Ahmet Hakan (Hürriyet): (...) Leyla Zana bütün umudunu Başbakan Erdoğan'a bağlayabilir. Uludere'de bir türlü dilenmeyen özre rağmen, KCK operasyonlarının ortalığı dağıtmasına rağmen, "ölüsevicilik" ya da "morg bekçiliği" suçlamalarının dillere pelesenk olmasına rağmen, güvenlik politikalarına abanılmasına rağmen Leyla Zana umudunu diri tutmayı başarabilir.
(...) Fakat Leyla Zana'nın "Başbakan Erdoğan'a inancımı yitirseydim giderdim, burada olmazdım" çıkışı öyle kolayca atlanacak bir çıkış değil.
Kimdir Zana? Hayatını davasına adamış, yıllarca hapis yatmış, mücadeleden hiç yılmamış, zulüm görmüş, çile çekmiş bir siyasetçidir.
(...) Madem en sonunda tüm umutlar tek bir kişiye bağlanacaktı... ve madem tek kişiden kesilen umut karşısında her şey bırakılacaktı ve çekip gidilecekti... O halde neden bunca çile çekildi, bunca acı yaşandı, bunca zalimliğe katlanıldı?
Hayatını mücadeleye adamış bir insanın umudunu tek bir kişiye bağlaması büyük bir ricat değil midir? Hani nerde azim, dayanıklılık, demokratik mücadele sabrı? Hani nerde kendine güven?
Sevim Belli gibi sorsun kendine Leyla Zana: "Boşuna mı çiğnedik?"
Taha Akyol (Hürriyet): (...) Leyla Zana, "Bağımsız birleşik Kürdistan yerine Türkiye ile birleşik yaşam politikası"nı vurguluyor. Stalinist-cemahiriyeci bir proje olan "Demokratik özerklik" kavramını bilinçli olarak mı, diline gelmediğinden mi, her nedense kullanmıyor! Onun yerine "yerel yönetimlerin güçlendirilmesi" gibi makul bir kavramla konuşuyor.
Zana'nın silaha karşı da eleştirileri var. "Bu süreçte gençlerin ölmesini hiçbir vicdan kabul edemez" diyerek en önemli sözünü söylüyor, ki benzer şeyleri söyleyenleri Karayılan daha önce "hain" ilan etmişti!

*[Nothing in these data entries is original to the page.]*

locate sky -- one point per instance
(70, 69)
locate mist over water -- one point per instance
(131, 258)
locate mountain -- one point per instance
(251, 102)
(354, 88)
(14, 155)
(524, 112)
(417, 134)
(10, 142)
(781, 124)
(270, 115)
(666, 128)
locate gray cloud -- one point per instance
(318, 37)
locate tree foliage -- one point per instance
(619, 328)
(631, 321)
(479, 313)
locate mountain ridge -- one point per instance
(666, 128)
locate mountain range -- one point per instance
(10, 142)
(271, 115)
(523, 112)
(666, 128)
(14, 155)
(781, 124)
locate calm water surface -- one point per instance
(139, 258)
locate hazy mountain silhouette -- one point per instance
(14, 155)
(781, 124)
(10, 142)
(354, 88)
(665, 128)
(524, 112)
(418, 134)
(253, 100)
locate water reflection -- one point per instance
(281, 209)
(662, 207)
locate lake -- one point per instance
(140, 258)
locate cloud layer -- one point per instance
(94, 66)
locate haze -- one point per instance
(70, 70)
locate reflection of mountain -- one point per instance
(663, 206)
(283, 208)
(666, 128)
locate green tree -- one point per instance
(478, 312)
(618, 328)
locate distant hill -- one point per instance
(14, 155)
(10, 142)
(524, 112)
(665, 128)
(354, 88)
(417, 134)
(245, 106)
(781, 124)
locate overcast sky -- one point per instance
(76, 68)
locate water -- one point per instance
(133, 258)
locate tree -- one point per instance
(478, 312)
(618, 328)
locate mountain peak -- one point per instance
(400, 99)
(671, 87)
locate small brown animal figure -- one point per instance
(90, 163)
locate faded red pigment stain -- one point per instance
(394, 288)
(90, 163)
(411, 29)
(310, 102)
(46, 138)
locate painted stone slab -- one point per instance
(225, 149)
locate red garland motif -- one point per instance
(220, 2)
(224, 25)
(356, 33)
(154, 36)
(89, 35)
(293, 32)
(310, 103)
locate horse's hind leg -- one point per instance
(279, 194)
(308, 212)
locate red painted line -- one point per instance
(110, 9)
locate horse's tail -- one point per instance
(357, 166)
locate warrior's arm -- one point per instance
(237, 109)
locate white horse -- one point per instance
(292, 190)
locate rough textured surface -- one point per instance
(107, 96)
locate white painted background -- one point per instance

(...) Zana BDP'lilerin "Kürtlerin duygusuna uzak olduğu için çok mekanik kaldığı" tespitini yapıyor. Bu şekilde "mekanik" davranan bir parti, sorunun çözümünde irade sahibi bir "muhatap" olabilir mi? Olamıyor işte... PKK'nın demokratik bir hukuk devleti tarafından siyasi muhatap olarak kabulü imkânsızdır. Kuzey İrlanda'daki Sin Fein gibi siyasi muhatap olabilecek BDP'nin ise terör örgütünün "mekanik" bir siyasi uzantısı olması, çözüm isteyenlerin önüne ciddi bir "muhatap" sorunu çıkarmaktadır.
Cevdet Aşkın (Radikal): Leyla Zana'nın açıklamalarını okuduğumda ilk tepkim "Bu, bir kopuştur" oldu. BDP Eşbaşkanı Selahattin Demirtaş'ın "Her kim Başbakan'dan umutluysa bu saflıktır, AKP gibi düşünmektir" sözleri bu tespiti teyit eder nitelikteydi.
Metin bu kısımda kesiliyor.